Once I had officially retired, my wife, Janet, and I lived the good life of our planning. To achieve that goal, we had lived frugally over our years of married life. We bought our cars from Hertz and Budget, bought smaller houses with lower mortgage rates, dressed ourselves from Penney's and Foley's as we used the savings to invest for growth. It had paid-off very well.
We traveled extensively, all domestic ,as I refused to go to Europe using the excuse--'I haven't been to Boise yet, so why should I go where they fled to come here to get away from Europe.'--to fend off the pressure of friends and relatives. Instead of foreign direct travel, we used cruises to visit ports of other countries, taking local tours while docked in the harbor. We did travel in the early retirement years to a number of sites in Mexico, but we stopped traveling to Mexico in 2008 following a Mexican Rivera cruise. Too dangerous for my taste of high adventure.

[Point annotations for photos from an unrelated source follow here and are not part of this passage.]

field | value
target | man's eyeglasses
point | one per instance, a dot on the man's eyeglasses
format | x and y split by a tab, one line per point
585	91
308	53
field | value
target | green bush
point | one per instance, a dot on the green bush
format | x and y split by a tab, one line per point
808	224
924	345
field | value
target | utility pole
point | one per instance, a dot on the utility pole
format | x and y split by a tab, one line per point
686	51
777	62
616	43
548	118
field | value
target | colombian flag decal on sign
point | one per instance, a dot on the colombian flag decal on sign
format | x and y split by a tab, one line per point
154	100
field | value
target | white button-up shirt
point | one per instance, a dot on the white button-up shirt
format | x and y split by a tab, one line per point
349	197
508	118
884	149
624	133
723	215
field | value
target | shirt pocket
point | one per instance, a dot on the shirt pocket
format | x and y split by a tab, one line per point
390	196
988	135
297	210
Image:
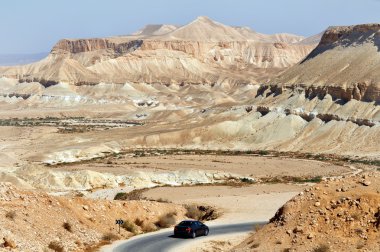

In 2003, while touring Palm Springs, we bit the bullet and bought a condo in Rancho Mirage, one in the string of towns in the Coachella Valley, a great place for golf, sunshine, and if you prefer, heat. We have used the condo to host our son and family, other relatives, and we have traded it on several occasions to vacation in Scottsdale, Myrtle Beach, and Avon, Colorado. If all works well, this June will find us in Orlando with our son and family where our grandson, age 8, will have his first visit to Disney World and Universal City. I have the camera ready for that event.
Unfortunately, after a fantastic twenty-three years of free-wheeling travel and plenty of time for nothing, Janet has been diagnosed with her maternal family curse, Alzheimer's disease. Our travel at the moment is limited to two trips weekly to her Alzheimer's Day Care Center in a neighboring city. I am the Care Giver for her and her identical twin, Janice, who is already confined to an Alzheimer's nursing facility.
Regrets? Like Frank Sinatra, I have few and I face this adversity with optimism and energy. It has been said that activity keeps you young and at age 79, my Care Giving activity has me planning which color of tux I will wear to the spring prom I'm now so young.
If you look up the word 'Retire' in the Webster's, it will tell you it means---"To withdraw, as for rest, seclusion, or shelter." I won't argue with Webster, but I'll add that it also means freedom, fun, and a good life.
I'll leave you with this advice---retirement is only a concept that someone years ago made up. It's only one option to the possible ending of your life story. Be creative and rewrite the retirement script to suit your own purpose.